Multiple endocrine neoplasia type 1 (MEN1) is a rare autosomal dominant genetic disease. MEN1 with multiple endocrine adenomatosis complicated by multiple endocrine tumors is often misdiagnosed or missed. Herein, we describe the first reported case of refractory hypoglycemia and liver and lung metastases in a patient with MEN1.Case presentation: A 40-year-old man presented with a 3-month history of intermittent palpitations, fatigue, and sweating. The patient had a history of prolactinoma resection and refractory hypoglycemia 2 years earlier. Analyses of blood samples showed a decrease in random and fasting blood glucose and an increase in prolactin (PRL). Computed tomography (CT) and magnetic resonance imaging scans revealed two substantial masses in the pancreas and large masses in the liver and lung. Positron emission tomography-CT images showed hypermetabolic masses in the pancreatic body and tail. The liver and lung lesions were also hypermetabolic. The pancreatic lesion was surgically removed, and pathology confirmed that the mass was MEN1. The liver and lung masses were confirmed as metastatic tumors.
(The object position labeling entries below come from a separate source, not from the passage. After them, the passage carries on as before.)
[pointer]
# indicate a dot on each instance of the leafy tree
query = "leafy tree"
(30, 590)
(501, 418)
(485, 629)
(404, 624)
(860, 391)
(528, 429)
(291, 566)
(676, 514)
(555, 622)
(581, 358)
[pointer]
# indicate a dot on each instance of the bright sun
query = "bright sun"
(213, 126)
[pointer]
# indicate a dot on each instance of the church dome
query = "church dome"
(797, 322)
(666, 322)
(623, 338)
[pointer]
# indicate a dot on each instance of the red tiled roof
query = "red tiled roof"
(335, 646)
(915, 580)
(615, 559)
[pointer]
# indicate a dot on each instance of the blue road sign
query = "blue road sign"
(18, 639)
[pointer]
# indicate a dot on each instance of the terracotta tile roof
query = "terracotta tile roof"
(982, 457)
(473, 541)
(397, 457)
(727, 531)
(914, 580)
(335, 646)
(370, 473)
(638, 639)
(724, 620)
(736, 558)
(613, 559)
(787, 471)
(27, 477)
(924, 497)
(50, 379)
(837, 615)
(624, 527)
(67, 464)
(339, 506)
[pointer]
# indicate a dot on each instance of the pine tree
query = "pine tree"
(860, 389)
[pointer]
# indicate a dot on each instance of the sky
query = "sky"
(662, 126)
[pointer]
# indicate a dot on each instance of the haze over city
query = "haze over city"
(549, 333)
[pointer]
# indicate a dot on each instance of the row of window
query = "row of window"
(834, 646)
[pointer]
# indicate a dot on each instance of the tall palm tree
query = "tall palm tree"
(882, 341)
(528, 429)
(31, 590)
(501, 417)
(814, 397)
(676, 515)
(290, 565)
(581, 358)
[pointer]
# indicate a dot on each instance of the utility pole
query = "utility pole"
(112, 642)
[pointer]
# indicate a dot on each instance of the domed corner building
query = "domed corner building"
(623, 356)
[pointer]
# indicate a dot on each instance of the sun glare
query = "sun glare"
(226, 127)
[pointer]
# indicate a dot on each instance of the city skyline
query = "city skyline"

If clinicians better understand MEN1, they can obtain a detailed patient and family history during the initial visit, allowing earlier diagnosis and intervention and improved prognosis.
1型多发性内分泌腺瘤病(MEN1)是一种罕见的常染色体显性遗传病。MEN1合并多发性内分泌腺病并伴有多种内分泌肿瘤时,常被误诊或漏诊。在此,我们报告首例MEN1患者出现难治性低血糖及肝肺转移的病例。
一名40岁男性,有3个月间歇性心悸、乏力和出汗病史。该患者2年前有催乳素瘤切除及难治性低血糖病史。血液样本分析显示随机血糖和空腹血糖降低,催乳素(PRL)升高。计算机断层扫描(CT)和磁共振成像扫描显示胰腺有两个实质性肿块,肝脏和肺部有较大肿块。正电子发射断层扫描-CT图像显示胰体和胰尾有高代谢肿块。肝脏和肺部病变也呈高代谢。胰腺病变经手术切除,病理证实肿块为MEN1。肝脏和肺部肿块被确认为转移瘤。
如果临床医生对MEN1有更好的了解,他们可以在初次就诊时获取详细的患者和家族病史,从而实现早期诊断和干预,改善预后。